Países como a Austrália, por exemplo, proibiu a circulação de corantes sintéticos, os

Estados Unidos e o Japão prevêem a retirada total do mercado desse tipo de corante nos

próximos anos. No Brasil, em 7 de agosto de 1987 a Divisão Nacional de Vigilância Sanitária

de Alimentos (DINAL), pela Portaria número 17, proibiu a utilização de alguns corantes

sintéticos como Amarelo Ácido, Azul de Indatreno, Vermelho Sólido E , Escarlate GN e

Laranja GCN. Apenas os corantes Amarelo Crepúsculo, Azul Brilhante FCF, Bordeaux S ou

Amaranto, Eritrosina, Indigotina, Ponceau 4R, Tartrazina e Vermelho 40 tiveram a

autorização mantida (PEPPERTRADE, 2006). Nesse novo cenário, há uma mudança do

mercado, em que os corantes artificiais usados pela indústria de alimentos vêm sendo

substituídos por uma série de pigmentos naturais, que vão desde partes vegetais comestíveis e

sucos de vegetais, animais e insetos até substâncias extraídas e purificadas.

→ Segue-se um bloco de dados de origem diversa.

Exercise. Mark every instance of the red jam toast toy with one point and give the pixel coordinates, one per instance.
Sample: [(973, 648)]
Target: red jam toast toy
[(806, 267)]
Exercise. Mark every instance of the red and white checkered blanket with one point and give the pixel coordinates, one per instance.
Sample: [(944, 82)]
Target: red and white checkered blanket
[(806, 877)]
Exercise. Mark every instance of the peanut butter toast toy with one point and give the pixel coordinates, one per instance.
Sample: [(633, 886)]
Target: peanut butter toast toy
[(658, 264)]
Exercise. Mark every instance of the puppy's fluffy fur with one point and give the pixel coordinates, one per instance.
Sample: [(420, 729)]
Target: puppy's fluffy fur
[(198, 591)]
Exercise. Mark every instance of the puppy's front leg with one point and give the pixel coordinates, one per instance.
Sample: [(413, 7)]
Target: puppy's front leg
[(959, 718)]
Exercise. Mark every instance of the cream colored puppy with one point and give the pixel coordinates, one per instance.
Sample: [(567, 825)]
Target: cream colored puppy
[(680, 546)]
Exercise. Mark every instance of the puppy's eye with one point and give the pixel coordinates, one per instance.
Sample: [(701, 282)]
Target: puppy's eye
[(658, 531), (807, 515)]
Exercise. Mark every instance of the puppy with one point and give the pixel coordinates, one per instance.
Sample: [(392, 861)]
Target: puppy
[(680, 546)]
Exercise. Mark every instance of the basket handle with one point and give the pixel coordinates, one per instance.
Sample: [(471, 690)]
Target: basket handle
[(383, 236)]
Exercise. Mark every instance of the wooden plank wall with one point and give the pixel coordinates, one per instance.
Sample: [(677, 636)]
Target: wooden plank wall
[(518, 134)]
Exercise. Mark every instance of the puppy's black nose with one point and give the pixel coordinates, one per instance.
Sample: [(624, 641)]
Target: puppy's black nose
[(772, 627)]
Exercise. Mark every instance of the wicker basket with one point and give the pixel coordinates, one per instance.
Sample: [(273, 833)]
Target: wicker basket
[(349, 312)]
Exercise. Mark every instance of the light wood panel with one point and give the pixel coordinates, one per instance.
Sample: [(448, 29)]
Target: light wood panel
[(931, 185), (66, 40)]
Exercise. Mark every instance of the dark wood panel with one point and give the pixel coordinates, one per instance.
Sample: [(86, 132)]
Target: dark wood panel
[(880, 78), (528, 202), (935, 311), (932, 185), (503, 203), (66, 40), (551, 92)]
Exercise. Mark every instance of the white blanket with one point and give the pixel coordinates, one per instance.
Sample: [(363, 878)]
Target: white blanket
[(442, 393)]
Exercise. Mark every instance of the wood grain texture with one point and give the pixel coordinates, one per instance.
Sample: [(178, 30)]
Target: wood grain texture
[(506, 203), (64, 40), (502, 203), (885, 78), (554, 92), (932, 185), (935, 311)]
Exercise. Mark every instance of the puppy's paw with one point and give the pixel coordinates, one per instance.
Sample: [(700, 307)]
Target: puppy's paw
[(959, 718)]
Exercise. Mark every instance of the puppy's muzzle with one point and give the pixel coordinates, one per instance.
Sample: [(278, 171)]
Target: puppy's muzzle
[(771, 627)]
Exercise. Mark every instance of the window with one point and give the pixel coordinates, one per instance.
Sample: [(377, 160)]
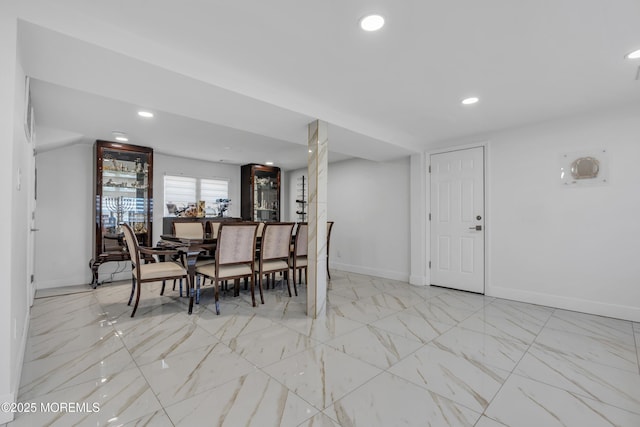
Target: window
[(181, 192)]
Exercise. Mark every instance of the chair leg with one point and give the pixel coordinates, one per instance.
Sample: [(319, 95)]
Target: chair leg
[(216, 297), (135, 306), (293, 276), (286, 277), (253, 288), (260, 287), (133, 289), (197, 289)]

Quanto ao emprego dos corantes naturais, a legislação brasileira atual não faz

nenhuma restrição no seu uso em alimentos e nem impõe qualquer limite quanto a sua

aplicação, devido às características de produto natural. O momento atual tem levado a um

retorno aos corantes naturais, no mais diverso uso, implicando na criação, por parte de alguns

países, de uma legislação específica para tratar sobre esse tema. A Food and Agriculture

Organization of the United Nations (FAO), por meio da Comissão do Codex Alimentarius

vem estabelecendo limites para certos alimentos, como óleos e gorduras comestíveis (SATO

et al., 1992), procurando assim criar regras e normas para um uso mais adequado dos corantes

denominados de naturais.

No Brasil, das 35 indústrias produtoras de corantes, mais da metade produz corantes

naturais e apenas 12,5% corantes sintéticos. Isso vem ocorrendo porque os produtos

industrializados, isentos de aditivos, têm maior aceitação por parte dos consumidores,

especialmente onde o nível de exigência na produção de alimentos é maior como na Europa e

no Japão (STRINGHETA, 2000). Os corantes são aditivos utilizados nos alimentos para

conferir, intensificar ou restaurar a sua cor, sendo empregados largamente nas indústrias de

laticínios, doce, massas, carnes, sorvetes, bebidas, óleos e gorduras, desidratados, cosméticos,

farmacêuticas, diagnósticas, têxteis, tintas, entre outras (MASCARENHAS et al., 1999; SÃO

JOSÉ, 1990).

4 MS Agronomia pela UESB. E-mail: [email protected]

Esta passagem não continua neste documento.